An investigation found that a pregnant woman in her 20s and her stillborn child died after her admission to Palmerston North Hospital’s intensive care unit was delayed.
This incident occurred in February 2022 and was reported by the media later that year. The woman showed signs of severe sepsis upon arriving at the hospital but was not admitted until the early evening, despite staff being aware that she was likely critically ill.
She passed away later that night. Te Whatu Ora Health New Zealand has refused to discuss the circumstances of the woman’s death or release its internal serious adverse event report, which was completed in April 2023.

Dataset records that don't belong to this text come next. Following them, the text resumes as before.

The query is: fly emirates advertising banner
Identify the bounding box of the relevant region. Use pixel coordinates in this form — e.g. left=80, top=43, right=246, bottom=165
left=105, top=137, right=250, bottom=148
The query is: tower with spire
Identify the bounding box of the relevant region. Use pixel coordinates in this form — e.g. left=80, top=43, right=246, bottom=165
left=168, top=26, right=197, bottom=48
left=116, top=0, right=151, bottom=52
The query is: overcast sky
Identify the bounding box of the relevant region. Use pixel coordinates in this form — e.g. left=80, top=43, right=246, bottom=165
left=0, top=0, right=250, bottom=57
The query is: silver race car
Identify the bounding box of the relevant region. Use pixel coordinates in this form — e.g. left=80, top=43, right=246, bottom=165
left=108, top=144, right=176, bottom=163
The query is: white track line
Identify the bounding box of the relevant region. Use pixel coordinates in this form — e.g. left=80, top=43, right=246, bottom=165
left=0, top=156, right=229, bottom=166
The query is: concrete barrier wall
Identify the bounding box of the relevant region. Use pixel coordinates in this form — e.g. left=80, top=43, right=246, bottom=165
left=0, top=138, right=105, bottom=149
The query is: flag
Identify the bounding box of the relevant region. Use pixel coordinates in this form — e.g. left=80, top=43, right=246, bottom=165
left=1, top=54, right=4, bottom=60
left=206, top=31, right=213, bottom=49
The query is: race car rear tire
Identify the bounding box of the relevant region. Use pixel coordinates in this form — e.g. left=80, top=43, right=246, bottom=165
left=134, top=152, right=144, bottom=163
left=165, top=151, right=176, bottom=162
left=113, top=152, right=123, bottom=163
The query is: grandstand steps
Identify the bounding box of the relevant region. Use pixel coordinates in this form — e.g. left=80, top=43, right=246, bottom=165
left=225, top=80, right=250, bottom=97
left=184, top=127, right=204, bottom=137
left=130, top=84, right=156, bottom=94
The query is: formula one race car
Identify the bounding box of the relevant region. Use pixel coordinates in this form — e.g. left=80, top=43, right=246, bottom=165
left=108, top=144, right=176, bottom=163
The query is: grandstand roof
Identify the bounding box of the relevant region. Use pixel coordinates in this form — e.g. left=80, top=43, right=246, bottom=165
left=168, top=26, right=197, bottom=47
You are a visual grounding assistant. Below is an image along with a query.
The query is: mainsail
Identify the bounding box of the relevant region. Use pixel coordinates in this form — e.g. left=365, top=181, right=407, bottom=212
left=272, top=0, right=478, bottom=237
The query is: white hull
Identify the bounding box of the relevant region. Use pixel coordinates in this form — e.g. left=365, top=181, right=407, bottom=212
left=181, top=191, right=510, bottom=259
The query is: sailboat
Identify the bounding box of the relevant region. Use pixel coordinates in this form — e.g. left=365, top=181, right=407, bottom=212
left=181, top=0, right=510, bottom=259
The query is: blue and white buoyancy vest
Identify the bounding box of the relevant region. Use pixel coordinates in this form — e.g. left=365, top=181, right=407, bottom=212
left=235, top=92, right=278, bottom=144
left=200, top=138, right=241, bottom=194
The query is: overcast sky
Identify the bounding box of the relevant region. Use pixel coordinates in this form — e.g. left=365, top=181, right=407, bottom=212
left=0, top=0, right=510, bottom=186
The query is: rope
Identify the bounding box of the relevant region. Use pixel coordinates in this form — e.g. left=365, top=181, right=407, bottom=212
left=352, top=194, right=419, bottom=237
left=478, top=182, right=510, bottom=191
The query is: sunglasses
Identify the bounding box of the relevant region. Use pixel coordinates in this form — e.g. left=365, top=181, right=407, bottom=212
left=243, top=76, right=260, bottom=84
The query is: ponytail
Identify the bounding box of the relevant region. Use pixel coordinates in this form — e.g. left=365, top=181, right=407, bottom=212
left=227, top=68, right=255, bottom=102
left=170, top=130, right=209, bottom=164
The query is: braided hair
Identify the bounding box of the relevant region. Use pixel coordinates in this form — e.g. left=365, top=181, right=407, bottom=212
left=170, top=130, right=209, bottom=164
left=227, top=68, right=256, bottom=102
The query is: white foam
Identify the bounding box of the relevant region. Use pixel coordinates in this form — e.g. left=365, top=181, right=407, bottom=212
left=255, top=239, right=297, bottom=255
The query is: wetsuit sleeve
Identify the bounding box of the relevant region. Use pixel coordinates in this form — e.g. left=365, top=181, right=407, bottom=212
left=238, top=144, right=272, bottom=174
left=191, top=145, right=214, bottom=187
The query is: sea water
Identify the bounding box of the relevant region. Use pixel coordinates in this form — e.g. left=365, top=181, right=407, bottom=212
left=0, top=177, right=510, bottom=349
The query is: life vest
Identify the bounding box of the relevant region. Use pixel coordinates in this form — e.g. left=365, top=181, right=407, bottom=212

However, after the media requested it, a report summary was released. The summary included two findings: multiple delays in diagnosing sepsis, identifying the source of infection, and treating it, as well as multiple documentation gaps.

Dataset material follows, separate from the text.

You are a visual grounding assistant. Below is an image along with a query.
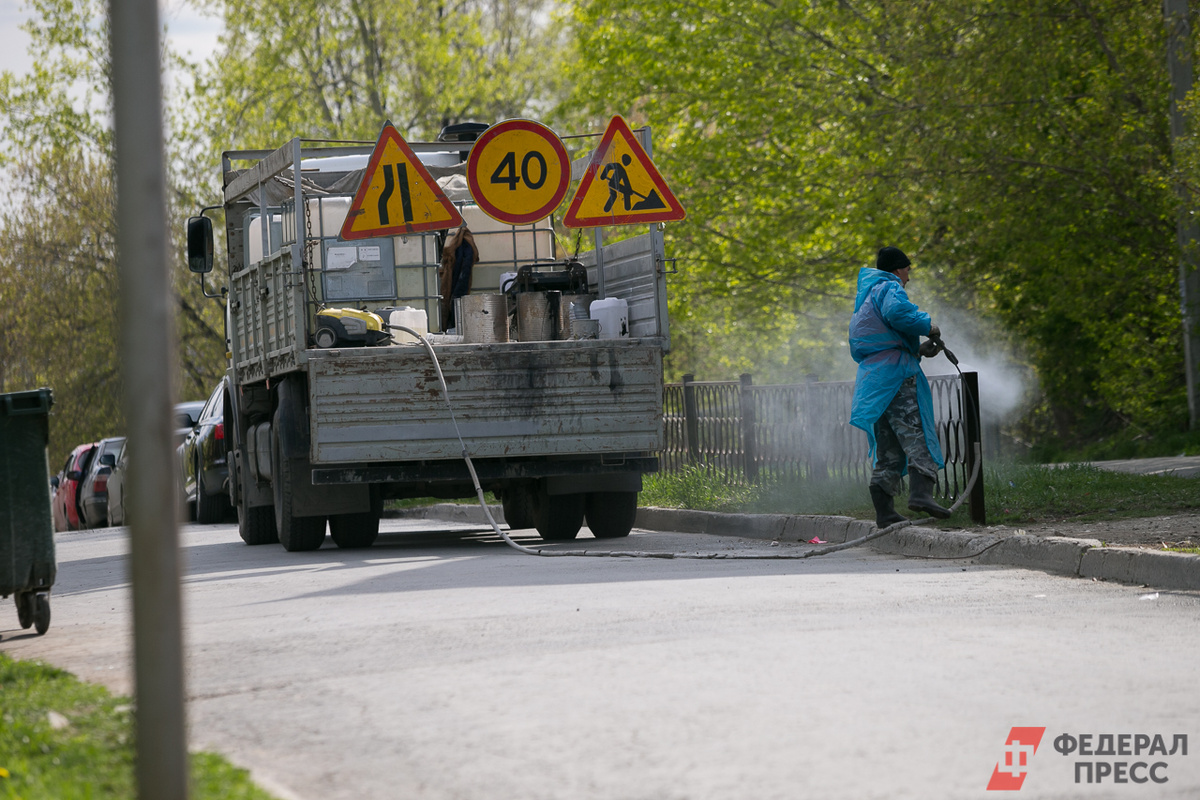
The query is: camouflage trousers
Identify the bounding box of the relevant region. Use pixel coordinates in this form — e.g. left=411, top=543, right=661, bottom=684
left=871, top=377, right=937, bottom=497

The report also highlighted gaps in communication, cultural responsiveness, and cardiotocography. Five recommendations were listed: review the “escalation pathway” for women in the birthing suite whose condition is deteriorating, provide refresher training on structured communication, ensure staff document maternal observations in the appropriate place, and ensure staff understand and are familiar with local fetal surveillance guidelines.
Sepsis is considered a preventable cause of maternal death, but the Society of Obstetric Medicine of Australia and New Zealand guidelines emphasize the essential nature of prompt treatment.
The internal report was completed in April 2023, well outside the 70 working day periods set by the Health Quality and Safety Commission.